Em 2014, o assassinato de Laquan McDonald, um adolescente negro, por um policial branco, provocou revolta nacional e houve protestos contra a brutalidade policial. O caso gerou uma investigação federal sobre a polícia da cidade que concluiu que havia um padrão de discriminação racial e uso excessivo da força pela corporação.

Em janeiro, um juiz federal aprovou um plano com dezenas de reformas para a polícia de Chicago, que foi elaborado pelo município e promotores do Estado, com contribuições do público e da polícia. Algumas iniciativas da reforma são treinamento de policiais para intervenção em situações de crise, investimento em saúde mental e políticas de uso da força, de acordo com uma rádio de Chicago.

"A Lightfoot pedia sempre que houvesse reformas policiais e agora ela terá a chance de realizá-las", diz Slevin. "Ela disse aos eleitores que quer que a polícia trabalhe de forma mais próxima aos moradores e que eles sejam responsabilizados por suas ações."

Quando chefiou o conselho policial de Chicago, o grupo demitiu cerca de 75% dos policiais acusados de má conduta. Em anos anteriores, essa taxa era de cerca de 40%, segundo o jornal Chicago Tribune.

Com o caso do ator Jussie Smollett, preso sob suspeita de ter registrado um boletim de ocorrência falso, a atenção nacional se voltou novamente para a polícia de Chicago.

Sweet diz que a nova prefeita provavelmente vai ter a tarefa de superar o caso de uma maneira produtiva.

"A próxima decisão importante é se o atual superintendente, Eddie Johnson, fica no cargo."

Educação em crise

Em 2018, quase a metade das escolas de Chicago tiveram resultados abaixo do esperado, de acordo com uma métrica estabelecida pelo governo.

Dessas, 40% eram escolas de ensino médio, e quase todas as que foram mal ficam na zona sul da cidade, cuja população é em grande parte negra, diz o site de educação Chalkbeat.

"Dezenas de milhares de moradores negros se mudaram da cidade para escapar da violência e das más escolas", diz o professor Slevin.

Mas Lightfoot terá um orçamento pequeno para lidar com a questão das escolas, assim como outros serviços públicos.

"Ela não vai ter muita margem para desperdício, dado que o Estado está endividado e tem um sistema previdenciário com verbas insuficientes."

O gabinete da Prefeitura ainda se recupera da decisão, tomada em 2013, de fechar 50 escolas públicas em áreas predominantemente negras, o maior movimento de fechamento de escolas da história da cidade.

Imagem

Como a terceira maior cidade do país, Chicago é conhecida globalmente, mas sua imagem nem sempre é das melhores, devido às associações feitas com violência armada e corrupção.
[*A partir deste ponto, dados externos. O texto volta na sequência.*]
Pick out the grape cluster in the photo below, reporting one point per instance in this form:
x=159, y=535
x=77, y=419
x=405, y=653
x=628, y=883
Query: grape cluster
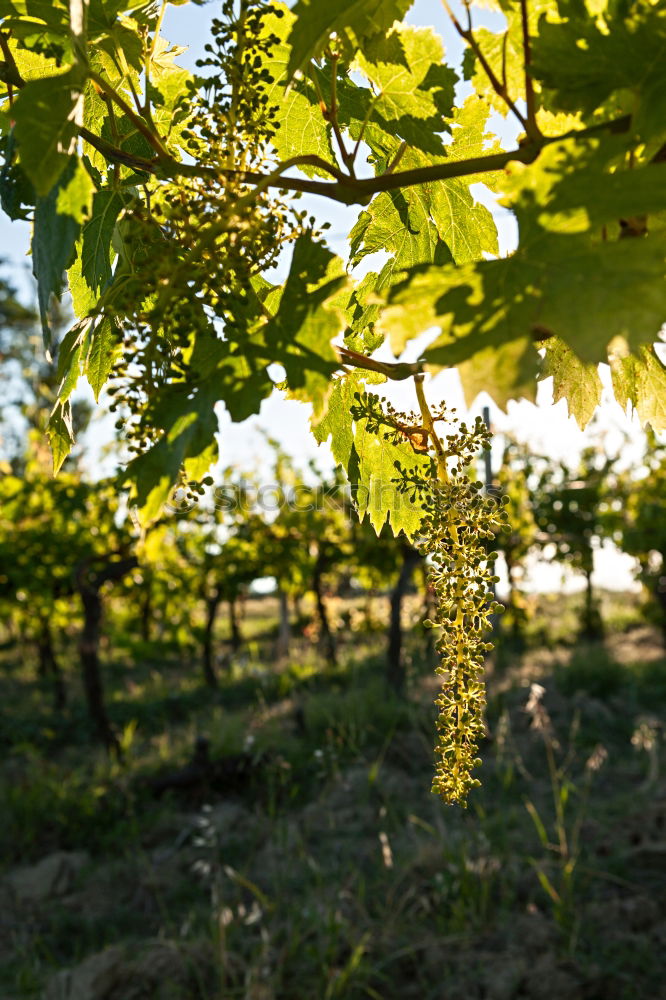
x=460, y=520
x=187, y=292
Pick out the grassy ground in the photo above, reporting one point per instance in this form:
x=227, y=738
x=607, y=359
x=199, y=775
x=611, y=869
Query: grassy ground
x=319, y=865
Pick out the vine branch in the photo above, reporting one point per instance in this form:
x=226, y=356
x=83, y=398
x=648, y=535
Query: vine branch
x=532, y=128
x=499, y=86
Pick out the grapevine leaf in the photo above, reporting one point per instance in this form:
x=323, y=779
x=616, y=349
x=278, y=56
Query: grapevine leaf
x=307, y=318
x=189, y=425
x=375, y=487
x=53, y=241
x=71, y=358
x=353, y=20
x=583, y=62
x=75, y=198
x=44, y=128
x=584, y=291
x=96, y=239
x=337, y=422
x=302, y=127
x=60, y=433
x=16, y=191
x=104, y=350
x=573, y=380
x=504, y=372
x=413, y=90
x=577, y=187
x=641, y=381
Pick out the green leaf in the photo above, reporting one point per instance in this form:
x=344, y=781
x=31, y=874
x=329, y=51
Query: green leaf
x=307, y=318
x=573, y=187
x=375, y=484
x=189, y=424
x=355, y=21
x=641, y=381
x=573, y=380
x=505, y=372
x=412, y=91
x=302, y=127
x=17, y=193
x=584, y=60
x=53, y=240
x=75, y=198
x=584, y=291
x=60, y=433
x=105, y=348
x=96, y=239
x=337, y=422
x=44, y=128
x=71, y=357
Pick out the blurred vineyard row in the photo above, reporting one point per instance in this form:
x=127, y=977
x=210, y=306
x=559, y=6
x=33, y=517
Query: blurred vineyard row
x=75, y=568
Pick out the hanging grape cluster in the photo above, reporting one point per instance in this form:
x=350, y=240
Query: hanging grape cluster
x=186, y=290
x=460, y=520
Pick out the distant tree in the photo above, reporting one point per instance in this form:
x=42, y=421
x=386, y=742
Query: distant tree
x=642, y=527
x=519, y=538
x=58, y=538
x=569, y=510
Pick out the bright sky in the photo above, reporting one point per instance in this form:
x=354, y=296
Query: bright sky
x=545, y=427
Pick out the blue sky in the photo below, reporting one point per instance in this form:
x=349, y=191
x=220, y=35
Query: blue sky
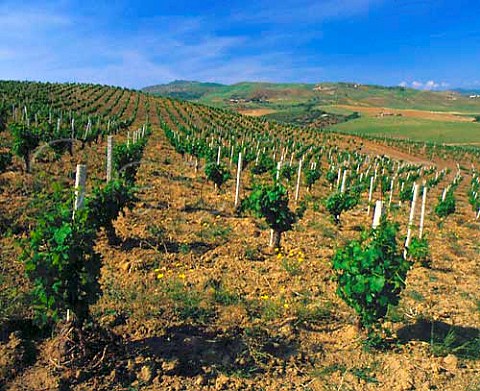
x=427, y=44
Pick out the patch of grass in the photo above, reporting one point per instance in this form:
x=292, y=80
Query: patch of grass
x=451, y=343
x=414, y=129
x=417, y=296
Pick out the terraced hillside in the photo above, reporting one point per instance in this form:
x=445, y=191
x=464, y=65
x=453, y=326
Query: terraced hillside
x=404, y=113
x=183, y=291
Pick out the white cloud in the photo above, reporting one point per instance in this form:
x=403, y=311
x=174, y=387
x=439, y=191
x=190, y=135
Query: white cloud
x=304, y=11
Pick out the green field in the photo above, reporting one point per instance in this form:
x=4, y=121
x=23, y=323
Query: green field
x=414, y=129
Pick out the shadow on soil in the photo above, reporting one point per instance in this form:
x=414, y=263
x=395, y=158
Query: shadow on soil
x=197, y=248
x=444, y=339
x=191, y=350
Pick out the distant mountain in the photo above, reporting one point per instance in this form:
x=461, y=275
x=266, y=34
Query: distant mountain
x=184, y=89
x=468, y=91
x=301, y=96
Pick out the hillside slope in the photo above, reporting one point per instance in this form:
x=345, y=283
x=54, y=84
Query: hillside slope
x=191, y=296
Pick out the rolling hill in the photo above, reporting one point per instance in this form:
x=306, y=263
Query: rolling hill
x=441, y=116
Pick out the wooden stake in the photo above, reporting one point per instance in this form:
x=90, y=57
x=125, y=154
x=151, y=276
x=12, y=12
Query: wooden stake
x=377, y=214
x=344, y=182
x=80, y=181
x=370, y=194
x=422, y=213
x=109, y=157
x=410, y=220
x=297, y=190
x=237, y=188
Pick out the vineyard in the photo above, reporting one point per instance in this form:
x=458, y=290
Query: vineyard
x=155, y=244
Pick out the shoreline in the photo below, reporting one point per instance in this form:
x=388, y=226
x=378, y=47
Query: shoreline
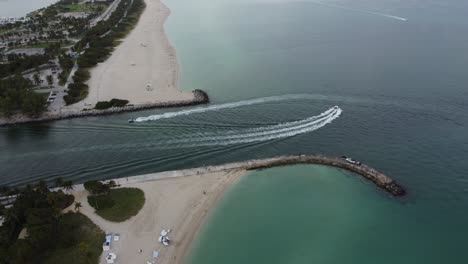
x=183, y=213
x=200, y=97
x=142, y=69
x=153, y=62
x=181, y=200
x=380, y=180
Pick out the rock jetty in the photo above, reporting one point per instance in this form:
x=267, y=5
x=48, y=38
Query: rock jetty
x=200, y=97
x=380, y=179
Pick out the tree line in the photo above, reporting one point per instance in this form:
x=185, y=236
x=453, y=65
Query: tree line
x=18, y=63
x=16, y=96
x=38, y=209
x=99, y=42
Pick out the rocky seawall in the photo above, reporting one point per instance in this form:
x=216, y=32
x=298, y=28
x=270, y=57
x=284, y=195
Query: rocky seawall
x=200, y=97
x=377, y=177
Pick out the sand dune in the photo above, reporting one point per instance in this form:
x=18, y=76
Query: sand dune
x=180, y=203
x=142, y=69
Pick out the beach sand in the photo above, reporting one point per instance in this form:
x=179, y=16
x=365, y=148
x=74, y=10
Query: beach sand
x=177, y=203
x=145, y=57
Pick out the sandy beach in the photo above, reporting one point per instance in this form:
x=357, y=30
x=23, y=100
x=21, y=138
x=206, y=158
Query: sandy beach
x=142, y=69
x=179, y=203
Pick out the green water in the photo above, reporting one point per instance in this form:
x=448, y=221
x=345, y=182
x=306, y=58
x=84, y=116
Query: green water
x=402, y=86
x=316, y=214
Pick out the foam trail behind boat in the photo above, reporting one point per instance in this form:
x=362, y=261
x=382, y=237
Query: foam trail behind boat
x=260, y=134
x=358, y=10
x=223, y=106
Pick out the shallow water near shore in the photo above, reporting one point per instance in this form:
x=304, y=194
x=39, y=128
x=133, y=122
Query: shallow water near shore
x=317, y=214
x=401, y=86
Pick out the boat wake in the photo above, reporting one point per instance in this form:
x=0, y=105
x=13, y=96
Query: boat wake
x=227, y=106
x=259, y=134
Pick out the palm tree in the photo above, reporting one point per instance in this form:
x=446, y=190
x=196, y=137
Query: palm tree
x=77, y=206
x=58, y=182
x=68, y=185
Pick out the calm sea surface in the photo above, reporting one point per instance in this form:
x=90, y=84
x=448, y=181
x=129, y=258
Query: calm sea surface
x=403, y=89
x=19, y=8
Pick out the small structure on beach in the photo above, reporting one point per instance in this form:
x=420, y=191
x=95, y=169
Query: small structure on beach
x=163, y=238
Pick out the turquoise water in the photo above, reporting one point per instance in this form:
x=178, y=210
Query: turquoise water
x=316, y=214
x=402, y=86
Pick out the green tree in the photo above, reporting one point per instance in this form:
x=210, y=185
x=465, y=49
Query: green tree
x=77, y=206
x=50, y=79
x=58, y=182
x=7, y=106
x=33, y=104
x=37, y=78
x=68, y=185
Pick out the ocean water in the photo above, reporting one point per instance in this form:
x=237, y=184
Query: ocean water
x=401, y=85
x=315, y=214
x=19, y=8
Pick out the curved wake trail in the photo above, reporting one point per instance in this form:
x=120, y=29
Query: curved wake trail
x=260, y=134
x=224, y=106
x=221, y=138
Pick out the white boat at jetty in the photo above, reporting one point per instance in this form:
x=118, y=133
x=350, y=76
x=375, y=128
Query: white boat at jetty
x=350, y=160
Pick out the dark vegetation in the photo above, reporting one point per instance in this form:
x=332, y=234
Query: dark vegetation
x=66, y=62
x=115, y=205
x=52, y=237
x=19, y=63
x=112, y=103
x=16, y=96
x=99, y=42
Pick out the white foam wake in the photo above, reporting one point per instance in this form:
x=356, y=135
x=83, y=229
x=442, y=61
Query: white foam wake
x=223, y=106
x=261, y=134
x=358, y=10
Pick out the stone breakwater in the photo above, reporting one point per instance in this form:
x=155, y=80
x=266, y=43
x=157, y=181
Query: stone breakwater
x=200, y=97
x=378, y=178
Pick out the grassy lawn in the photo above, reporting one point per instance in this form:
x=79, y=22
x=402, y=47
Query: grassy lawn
x=83, y=7
x=119, y=205
x=79, y=241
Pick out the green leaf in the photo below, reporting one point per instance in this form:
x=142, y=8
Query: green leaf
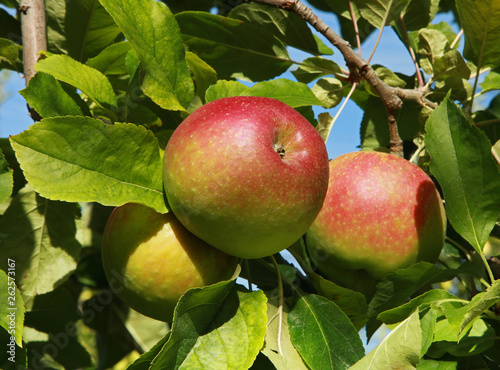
x=79, y=28
x=111, y=61
x=236, y=343
x=39, y=235
x=152, y=31
x=461, y=161
x=224, y=89
x=478, y=338
x=210, y=321
x=12, y=304
x=451, y=64
x=80, y=159
x=203, y=74
x=278, y=346
x=286, y=26
x=419, y=14
x=352, y=303
x=323, y=335
x=495, y=150
x=46, y=95
x=325, y=124
x=145, y=331
x=375, y=11
x=329, y=91
x=315, y=67
x=423, y=301
x=396, y=287
x=400, y=349
x=432, y=44
x=491, y=81
x=89, y=80
x=426, y=364
x=6, y=179
x=235, y=49
x=10, y=53
x=143, y=362
x=480, y=21
x=466, y=315
x=295, y=94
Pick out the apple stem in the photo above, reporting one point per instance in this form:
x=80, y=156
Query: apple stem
x=392, y=97
x=280, y=304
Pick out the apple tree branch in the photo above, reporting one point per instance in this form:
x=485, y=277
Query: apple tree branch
x=34, y=36
x=359, y=68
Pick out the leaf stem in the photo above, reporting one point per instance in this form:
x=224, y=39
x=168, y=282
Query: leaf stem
x=280, y=304
x=479, y=62
x=412, y=54
x=384, y=21
x=355, y=24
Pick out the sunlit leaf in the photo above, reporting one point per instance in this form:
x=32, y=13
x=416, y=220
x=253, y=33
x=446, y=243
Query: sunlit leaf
x=79, y=28
x=285, y=25
x=481, y=24
x=376, y=11
x=215, y=324
x=81, y=159
x=39, y=235
x=278, y=346
x=6, y=179
x=398, y=350
x=46, y=95
x=153, y=33
x=295, y=94
x=235, y=49
x=12, y=304
x=111, y=60
x=461, y=161
x=224, y=89
x=89, y=80
x=323, y=335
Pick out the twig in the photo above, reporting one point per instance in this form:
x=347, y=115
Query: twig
x=34, y=36
x=359, y=68
x=355, y=24
x=280, y=304
x=412, y=54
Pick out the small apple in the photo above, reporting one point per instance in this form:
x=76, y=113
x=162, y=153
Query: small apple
x=248, y=175
x=381, y=213
x=150, y=260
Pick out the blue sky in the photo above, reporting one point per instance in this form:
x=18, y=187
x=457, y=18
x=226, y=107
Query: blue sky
x=344, y=137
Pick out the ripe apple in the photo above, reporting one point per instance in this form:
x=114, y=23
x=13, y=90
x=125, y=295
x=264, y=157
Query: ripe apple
x=150, y=260
x=381, y=213
x=248, y=175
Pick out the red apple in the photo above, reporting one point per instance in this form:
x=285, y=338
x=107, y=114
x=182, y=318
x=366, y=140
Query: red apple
x=248, y=175
x=150, y=260
x=381, y=213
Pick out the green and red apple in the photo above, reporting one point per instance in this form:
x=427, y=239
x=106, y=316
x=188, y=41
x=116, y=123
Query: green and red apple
x=381, y=213
x=248, y=175
x=151, y=260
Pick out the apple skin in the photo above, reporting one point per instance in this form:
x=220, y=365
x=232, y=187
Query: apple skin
x=150, y=260
x=248, y=175
x=381, y=213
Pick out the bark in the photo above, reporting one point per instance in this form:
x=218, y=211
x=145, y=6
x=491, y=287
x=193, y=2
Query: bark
x=359, y=68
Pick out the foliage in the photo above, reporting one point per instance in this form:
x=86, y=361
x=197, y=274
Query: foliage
x=118, y=78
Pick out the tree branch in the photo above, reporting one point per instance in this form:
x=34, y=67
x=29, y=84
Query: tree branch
x=359, y=68
x=34, y=34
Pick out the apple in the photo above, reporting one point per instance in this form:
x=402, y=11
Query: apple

"Um dos trabalhos da Prefeitura é vender a cidade ao mundo", diz Sweet. "A cidade vai perder um pouco da atração com a saída de Rahm Emanuel."

Emanuel, que foi Chefe de Gabinete do ex-presidente Barack Obama, "tem uma personalidade marcante", e aparece com frequência na televisão, observa Sweet.

Os eleitores de Chicago indicam que estão prontos para grandes mudanças.

"O desafio dela é unir a cidade sob sua liderança", diz Sweet.